Michel van Overbeek was a Dutch painter and picture dealer, the nephew of the topographical draughtsman Bonaventure van Overbeek. Overbeek senior was born and died in Amsterdam, but was most celebrated for his publication of Roman ruins, Les restes de l'ancienne Rome, which was completed in 1709. Dedicated to Queen Anne the book was, according to Arnold Houbraken, published posthumously by Michel van Overbeek.[1] Like his uncle, Michel seems to have travelled extensively in France and Italy and made what appears to be a brief stay in England from about 1663 until 1666. Both Christopher White and Celina Fox have concluded that he was in London by 1663 as a distant view from Greenwich (Royal collection, Windsor Castle) shows the tower of Old St Paul’s covered with scaffolding which was in place from August 1663 until the church was destroyed by fire on 4 September 1666.

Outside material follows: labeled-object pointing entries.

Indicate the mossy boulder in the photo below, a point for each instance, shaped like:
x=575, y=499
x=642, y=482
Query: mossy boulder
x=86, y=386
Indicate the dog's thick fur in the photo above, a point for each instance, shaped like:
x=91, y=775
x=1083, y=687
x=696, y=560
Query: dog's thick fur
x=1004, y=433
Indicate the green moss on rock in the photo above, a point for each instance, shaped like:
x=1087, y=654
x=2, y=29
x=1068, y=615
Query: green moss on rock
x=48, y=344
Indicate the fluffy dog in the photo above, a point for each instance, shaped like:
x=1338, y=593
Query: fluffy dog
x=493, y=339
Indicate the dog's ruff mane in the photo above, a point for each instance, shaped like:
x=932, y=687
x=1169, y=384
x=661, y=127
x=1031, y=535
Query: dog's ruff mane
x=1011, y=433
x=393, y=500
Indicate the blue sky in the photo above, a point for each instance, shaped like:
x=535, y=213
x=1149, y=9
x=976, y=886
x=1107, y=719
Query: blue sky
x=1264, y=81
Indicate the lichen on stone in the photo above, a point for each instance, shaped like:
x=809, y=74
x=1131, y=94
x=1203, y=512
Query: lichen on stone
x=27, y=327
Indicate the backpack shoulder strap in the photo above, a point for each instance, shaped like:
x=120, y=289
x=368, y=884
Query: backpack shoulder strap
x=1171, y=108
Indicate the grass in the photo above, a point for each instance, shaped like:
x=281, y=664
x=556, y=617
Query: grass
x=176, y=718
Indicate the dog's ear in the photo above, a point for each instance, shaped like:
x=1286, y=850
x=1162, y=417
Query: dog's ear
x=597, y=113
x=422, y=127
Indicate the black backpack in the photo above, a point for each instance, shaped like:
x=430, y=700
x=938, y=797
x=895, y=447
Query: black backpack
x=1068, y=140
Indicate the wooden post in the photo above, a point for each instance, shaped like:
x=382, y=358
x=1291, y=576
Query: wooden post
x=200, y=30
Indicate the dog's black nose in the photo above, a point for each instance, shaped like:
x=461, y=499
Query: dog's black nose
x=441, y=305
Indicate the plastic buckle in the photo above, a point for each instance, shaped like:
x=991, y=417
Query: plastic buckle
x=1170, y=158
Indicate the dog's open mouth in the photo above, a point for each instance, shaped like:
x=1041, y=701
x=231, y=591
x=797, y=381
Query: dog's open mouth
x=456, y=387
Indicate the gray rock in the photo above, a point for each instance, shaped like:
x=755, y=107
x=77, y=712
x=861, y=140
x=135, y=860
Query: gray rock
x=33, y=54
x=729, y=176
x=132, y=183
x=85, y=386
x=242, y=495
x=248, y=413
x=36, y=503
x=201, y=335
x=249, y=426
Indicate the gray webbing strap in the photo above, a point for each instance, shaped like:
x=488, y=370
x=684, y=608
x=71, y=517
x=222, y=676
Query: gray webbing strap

The work from Overbeek’s English tour accords with the contemporary convention of topographical travel views, such as those prepared by the Bohemian etcher, Wenceslaus Hollar in the 1640s.[2] The oblong, ink drawings are all the same size and probably come from a single sketchbook, they are all prominently titled, suggesting Overbeek had some kind of publication in mind. It would seem, from the internal evidence of the extant British drawings that he landed at Dover, probably from France, and travelled up to London. Amongst the five English views by Overbeek in The Fitzwilliam Museum, Cambridge, is a drawing of Dover Castle as well as a view on the Medway. Once in London, he completed several conventional views of the city and its environs, including a fine drawing of the Palace of Westminster from the Thames now in the British Museum, a prospect entitled ‘About Grinwiche’ (Fitzwilliam Museum) and two further views of Westminster (Westminster Public Library). Overbeek seems to have traveled to St Albans, a view of which survives in the British Library, as well as a view of Kingston showing the Copper-mills at Kingston (Yale Center for British Art, New Haven). The largest concentration of studies seem to have been of London’s parks.

Overbeek’s focus on the parks to the west of London perhaps reflects the reorientation in the life of the nation following the Commonwealth, away from Parliament and the City, back to the King, aristocracy and court, who were based at St James’s Palace. Recreation became a conspicuous element of metropolitan life, and London’s parks were used not only for relaxation but, as documents such as the diary of Samuel Pepys reveal, forums for political lobbying and intrigue.

Hyde Park had been acquired by Henry VIII in 1536 from the monks of Westminster Abbey; in Overbeek’s views, the inclusion of herds of deer suggest its initial use as a hunting ground. At the Restoration, it reverted to the Crown and rapidly became a fashionable public space on the western limit of London. In March 1668 Pepys noted: ‘to Hyde Park, the first time we were there this year, or ever in our own coach, where with mighty pride rode up and down, and many coaches there.’[3] In one of the drawings, which shows an extensive landscape looking north from the park, a coach can be seen followed by several fashionably dressed riders.

References

  1. See K. Jonckheere, The Auction of King William’s Paintings 1713: Elite International Art Trade at the End of the Dutch Golden Age, Amsterdam, 2008, p.54-5. 
  2. For Hollar’s illustrations to Thomas Howard, Earl of Arundel’s tour of 1636, see A. Griffiths and G.Kesnerová, Wenceslaus Hollar Prints and Drawings, exh. cat., London (British Museum), 1983, p.21.
  3. Samuel Pepys, 18 March, 1669. ed. R. Latham, The Shorter Pepys, Berkeley, 1985, p.999.